O Globo
Surgiu a sombra do autoritarismo, a
possibilidade de regressão, inexistente no quadro da democracia idealizada
Acabou? Ainda não acabou de todo. Mas já dá
para afirmar que as eleições não são mais aquelas. Principalmente para mim, que
participei diretamente de quase todas do período democrático.
Eu as achei mais tristes que outrora. Como
candidato, caí em muitas ciladas. Cilada era ir a um evento programado para
conquistar votos e encontrar apenas o autor do convite acenando alegremente uma
bandeirinha. Escapar das ciladas com leveza e bom humor é uma arte necessária,
porque elas são presentes mesmo na vida de quem não é candidato.
Agora, vi algumas pessoas tristes portando
uma bandeira encardida, com nome e número. Eram pagas para isso, passaram horas
solitárias numa esquina movimentada. Pareciam dizer:
— Meu candidato fará cemitérios limpos e acessíveis.
Os debates antes eram calorosos. Mesmo os que
contestavam o sistema o faziam com elegância e rigor gramatical, como o Dr.
Enéas. Lembro-me de um debate para o governo do Rio em que a angústia de Aarão
Steinbruch me comoveu. Ele estava perto dos 70 anos, precisava ir ao banheiro,
e o intervalo não chegava. Com a idade, passei a entender mais essa urgência.
Aliás, o próprio Ulysses Guimarães dizia em suas viagens políticas:
— Sempre que houver um banheiro, use, pois
não se sabe nunca quando aparecerá outro.
Outro dia, lembrei-me dos comícios de
campanha. Sempre havia um bêbado interagindo ruidosamente com os oradores.
Tudo isso acabou. E, se me refiro a essa
época com alguma nostalgia, é porque era mais leve. O traço distintivo talvez
fosse este: achávamos que a democracia era irreversível e cada vez mais se
aperfeiçoaria. Hoje surgiu a sombra do autoritarismo, a possibilidade de
regressão, inexistente no quadro da democracia idealizada.

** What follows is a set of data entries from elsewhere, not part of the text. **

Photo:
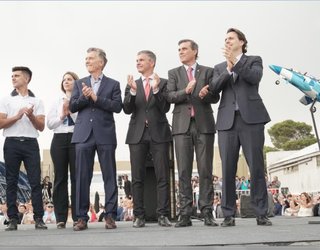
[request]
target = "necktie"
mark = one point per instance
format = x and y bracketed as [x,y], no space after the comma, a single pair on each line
[190,78]
[70,120]
[95,86]
[147,88]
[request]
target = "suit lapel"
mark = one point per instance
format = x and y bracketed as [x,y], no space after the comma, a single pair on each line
[103,84]
[196,76]
[242,61]
[140,89]
[184,75]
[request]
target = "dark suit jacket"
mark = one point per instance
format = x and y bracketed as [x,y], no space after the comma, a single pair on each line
[177,82]
[244,89]
[154,111]
[96,116]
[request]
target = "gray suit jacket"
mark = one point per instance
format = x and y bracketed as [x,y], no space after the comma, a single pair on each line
[244,90]
[96,117]
[177,82]
[154,110]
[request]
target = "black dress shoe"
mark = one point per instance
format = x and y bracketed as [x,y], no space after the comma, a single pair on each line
[80,225]
[13,225]
[163,221]
[40,224]
[139,222]
[263,221]
[228,222]
[184,221]
[209,220]
[61,225]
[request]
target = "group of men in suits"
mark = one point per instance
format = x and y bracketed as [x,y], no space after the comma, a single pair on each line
[192,88]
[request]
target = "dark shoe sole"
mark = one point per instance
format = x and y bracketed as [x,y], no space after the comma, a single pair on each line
[183,225]
[231,224]
[110,227]
[135,226]
[211,224]
[264,224]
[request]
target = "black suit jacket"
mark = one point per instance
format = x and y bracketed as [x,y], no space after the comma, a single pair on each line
[154,111]
[243,90]
[96,116]
[177,82]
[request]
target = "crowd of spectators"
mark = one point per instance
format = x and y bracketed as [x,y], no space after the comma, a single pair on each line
[285,204]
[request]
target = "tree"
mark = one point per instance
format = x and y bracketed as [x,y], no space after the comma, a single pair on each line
[291,135]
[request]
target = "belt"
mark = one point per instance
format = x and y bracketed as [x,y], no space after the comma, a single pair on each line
[21,138]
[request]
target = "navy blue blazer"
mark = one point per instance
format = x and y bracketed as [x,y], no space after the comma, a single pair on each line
[244,89]
[96,117]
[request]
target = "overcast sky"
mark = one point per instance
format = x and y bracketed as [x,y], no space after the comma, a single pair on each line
[52,38]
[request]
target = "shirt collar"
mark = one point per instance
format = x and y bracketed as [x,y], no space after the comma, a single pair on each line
[15,93]
[143,78]
[99,78]
[192,66]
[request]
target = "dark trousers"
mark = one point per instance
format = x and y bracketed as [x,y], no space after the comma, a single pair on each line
[138,159]
[64,158]
[85,153]
[15,152]
[185,145]
[251,138]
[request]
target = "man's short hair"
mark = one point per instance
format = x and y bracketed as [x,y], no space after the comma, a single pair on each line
[101,54]
[194,45]
[25,70]
[150,54]
[241,37]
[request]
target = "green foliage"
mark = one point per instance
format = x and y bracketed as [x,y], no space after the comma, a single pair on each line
[291,135]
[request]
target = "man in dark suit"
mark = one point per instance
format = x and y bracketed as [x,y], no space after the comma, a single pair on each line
[95,98]
[240,122]
[193,129]
[148,132]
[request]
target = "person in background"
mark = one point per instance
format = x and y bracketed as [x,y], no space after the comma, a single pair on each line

Naqueles anos já havia a globalização. Nos
países mais ricos, uma classe média começava a se sentir ameaçada pela
emigração que furava a fila nas suas pretensões de ascensão social. As lutas
identitárias já existiam. Trabalhei com elas, mas ainda não levavam à
severidade do politicamente correto. As reações à diversidade crescente ainda
não encontravam a resistência dramática dos que experimentam a política como
missionários e acham que existe apenas uma única visão de boa vida, extensiva a
todos.
A verdade é que a política tão presencial do
passado, o corpo a corpo cotidiano, se deslocou para as redes. Milhões de
pessoas a seguem pelo WhatsApp.
Ao mesmo tempo que se torna mais vulnerável, a democracia avança. Talvez isso
explique a enigmática frase de Ulysses Guimarães quando se reclamava do nível
do Congresso:
— Esperem o próximo. Vai ser pior.
Tive alguma esperança na eleição de São
Paulo. Ela apresentou um aventureiro jogando na distância entre a política e o
povo e acabou resultando em debates melancólicos. Pablo Marçal ficou
fora do segundo turno.
As soluções nas grandes metrópoles são
fascinantes. Copenhagen reduziu suas emissões de CO2 de forma drástica; Paris recuperou
o Rio Sena; os chineses experimentam a ideia de cidades-esponja para enfrentar
grandes chuvas.
Nós contribuímos com uma cadeirada
cinematográfica no candidato. Apesar disso, alguns sinais sugerem que a tão
decantada polarização não dominou tudo. Os grandes eleitores, Lula e
Bolsonaro, não tiveram o papel que se projetava para eles. Novos e promissores
quadros políticos têm surgido, ainda que não tenham conquistado vitória
eleitoral.
Faltou a experiência de uma campanha
sorridente, otimista, voltada para o futuro, como a de Kamala Harris nos Estados
Unidos. É preciso esperar ainda o resultado das eleições americanas
para ver se o antídoto à indiferença e ao ressentimento funcionam. O que
acontece lá não se reproduz mecanicamente noutros lugares, mas dá uma ideia de
como tratar essa onda de rancor que domina a política dos nossos dias.